Welcome to the week.
Here are the most notable items BikePortland readers and editors came across in the past seven days:
‘Remember the Removal’: Six riders from the Cherokee Nation and three members of the Eastern Band of Cherokee Indians completed a 950 bike tour that followed the infamous Trail of Tears to remember their ancestors who were forcefully removed from their homelands more than 180 years ago.
Vehicular violence, part 1: A mother of two who was attending a vigil against police violence was killed when a man drove his SUV into the event in Minneapolis last Sunday.
Vehicular violence, part 2: A man driving a huge Ford pickup truck, intentionally rammed it into people who were participating in a charity bike race in Arizona. Six people were seriously injured before the police chased down and shot the driver.
Honsinger makes waves: Portlander Clara Honsinger (Tibco-Silicon Valley Bank) played a huge role in catapulting her teammate to victory at the U.S. Road National Championships in Knoxville, Tennessee.
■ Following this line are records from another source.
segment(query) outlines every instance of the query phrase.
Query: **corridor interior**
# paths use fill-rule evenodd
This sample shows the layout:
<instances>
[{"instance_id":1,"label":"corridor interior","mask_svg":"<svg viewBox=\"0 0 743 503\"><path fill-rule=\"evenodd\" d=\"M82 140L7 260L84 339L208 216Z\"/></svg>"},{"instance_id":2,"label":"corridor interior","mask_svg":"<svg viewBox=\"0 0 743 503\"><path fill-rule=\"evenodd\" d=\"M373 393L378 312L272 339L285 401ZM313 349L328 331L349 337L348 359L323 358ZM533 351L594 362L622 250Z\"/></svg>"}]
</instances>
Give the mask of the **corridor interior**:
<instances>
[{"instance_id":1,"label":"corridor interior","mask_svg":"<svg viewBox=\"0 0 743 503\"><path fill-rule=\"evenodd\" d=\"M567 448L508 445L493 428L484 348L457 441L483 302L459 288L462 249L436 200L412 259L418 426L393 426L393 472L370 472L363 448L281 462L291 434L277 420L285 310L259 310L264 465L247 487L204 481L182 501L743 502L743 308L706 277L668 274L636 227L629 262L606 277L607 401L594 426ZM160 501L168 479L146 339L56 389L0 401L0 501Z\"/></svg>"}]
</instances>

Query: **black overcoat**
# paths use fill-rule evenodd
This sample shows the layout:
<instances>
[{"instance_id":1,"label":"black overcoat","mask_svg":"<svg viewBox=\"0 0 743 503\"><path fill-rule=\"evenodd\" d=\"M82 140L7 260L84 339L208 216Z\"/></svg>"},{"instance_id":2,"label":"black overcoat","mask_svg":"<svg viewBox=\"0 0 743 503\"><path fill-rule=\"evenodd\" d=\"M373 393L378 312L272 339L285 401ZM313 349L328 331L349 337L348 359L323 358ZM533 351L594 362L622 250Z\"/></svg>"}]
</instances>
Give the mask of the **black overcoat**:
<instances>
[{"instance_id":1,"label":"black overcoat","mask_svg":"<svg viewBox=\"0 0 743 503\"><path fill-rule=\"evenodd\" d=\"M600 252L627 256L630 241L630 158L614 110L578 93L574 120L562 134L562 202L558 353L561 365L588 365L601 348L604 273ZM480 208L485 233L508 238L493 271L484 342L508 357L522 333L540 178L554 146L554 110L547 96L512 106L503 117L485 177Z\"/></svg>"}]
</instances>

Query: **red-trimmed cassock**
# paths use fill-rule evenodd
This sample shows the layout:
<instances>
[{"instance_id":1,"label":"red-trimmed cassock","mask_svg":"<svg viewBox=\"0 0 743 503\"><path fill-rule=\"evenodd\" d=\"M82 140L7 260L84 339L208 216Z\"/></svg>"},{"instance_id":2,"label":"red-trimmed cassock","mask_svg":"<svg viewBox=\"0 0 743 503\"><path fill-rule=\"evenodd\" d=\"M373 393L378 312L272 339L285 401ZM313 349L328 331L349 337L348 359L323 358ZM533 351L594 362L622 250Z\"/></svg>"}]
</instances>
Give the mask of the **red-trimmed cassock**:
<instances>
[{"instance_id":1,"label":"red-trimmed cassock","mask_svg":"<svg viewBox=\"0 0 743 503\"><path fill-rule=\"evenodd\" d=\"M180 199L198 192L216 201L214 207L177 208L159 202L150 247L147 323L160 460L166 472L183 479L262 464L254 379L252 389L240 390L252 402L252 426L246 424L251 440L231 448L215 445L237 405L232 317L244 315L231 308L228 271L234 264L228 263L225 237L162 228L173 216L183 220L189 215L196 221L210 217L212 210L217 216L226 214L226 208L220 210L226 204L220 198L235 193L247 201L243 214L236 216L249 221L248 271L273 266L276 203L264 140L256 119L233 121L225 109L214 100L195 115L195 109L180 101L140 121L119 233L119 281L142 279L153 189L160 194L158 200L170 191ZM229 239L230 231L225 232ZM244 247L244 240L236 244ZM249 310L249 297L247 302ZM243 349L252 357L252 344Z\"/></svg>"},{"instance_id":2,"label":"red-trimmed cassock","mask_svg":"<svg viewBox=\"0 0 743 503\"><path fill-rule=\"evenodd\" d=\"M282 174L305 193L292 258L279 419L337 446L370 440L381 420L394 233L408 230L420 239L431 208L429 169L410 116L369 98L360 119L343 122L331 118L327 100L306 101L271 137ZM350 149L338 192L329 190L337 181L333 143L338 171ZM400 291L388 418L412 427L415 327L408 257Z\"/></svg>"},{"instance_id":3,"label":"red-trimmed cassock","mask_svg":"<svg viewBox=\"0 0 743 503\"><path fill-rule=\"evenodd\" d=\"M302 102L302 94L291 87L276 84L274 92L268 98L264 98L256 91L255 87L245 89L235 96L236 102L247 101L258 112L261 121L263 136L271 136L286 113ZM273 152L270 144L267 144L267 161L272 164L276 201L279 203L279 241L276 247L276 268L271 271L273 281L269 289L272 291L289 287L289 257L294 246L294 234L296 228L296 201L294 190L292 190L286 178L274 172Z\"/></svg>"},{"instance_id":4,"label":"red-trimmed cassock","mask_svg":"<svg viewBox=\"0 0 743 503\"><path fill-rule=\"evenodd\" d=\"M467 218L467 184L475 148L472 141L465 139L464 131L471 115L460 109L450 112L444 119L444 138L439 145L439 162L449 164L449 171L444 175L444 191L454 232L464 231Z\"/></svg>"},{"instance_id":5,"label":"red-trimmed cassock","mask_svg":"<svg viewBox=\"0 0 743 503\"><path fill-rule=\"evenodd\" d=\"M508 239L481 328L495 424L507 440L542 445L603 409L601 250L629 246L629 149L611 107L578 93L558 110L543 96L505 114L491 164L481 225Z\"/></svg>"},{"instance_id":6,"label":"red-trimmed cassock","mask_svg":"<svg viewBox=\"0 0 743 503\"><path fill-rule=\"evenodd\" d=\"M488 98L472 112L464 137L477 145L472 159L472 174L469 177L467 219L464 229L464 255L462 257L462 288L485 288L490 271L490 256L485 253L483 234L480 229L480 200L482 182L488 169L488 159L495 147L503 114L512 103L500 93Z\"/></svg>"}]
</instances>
Driving test a “farce”: This Vice article makes a compelling (and depressing) case about what a completely inneffective and absurd joke America’s driver education system is and why we’d be better of ditching it for a new approach.
Transit trip tips: With the surge in car users post-pandemic, every city needs to re-assess its transition promotion strategy. Here are some tips to get people back on the bus.
History of car culture starts with bikes: Some fun history about how the “Father of Good Roads” was a cycling advocate whose fervor for pedaling led to, let’s just say, some unintended consequences.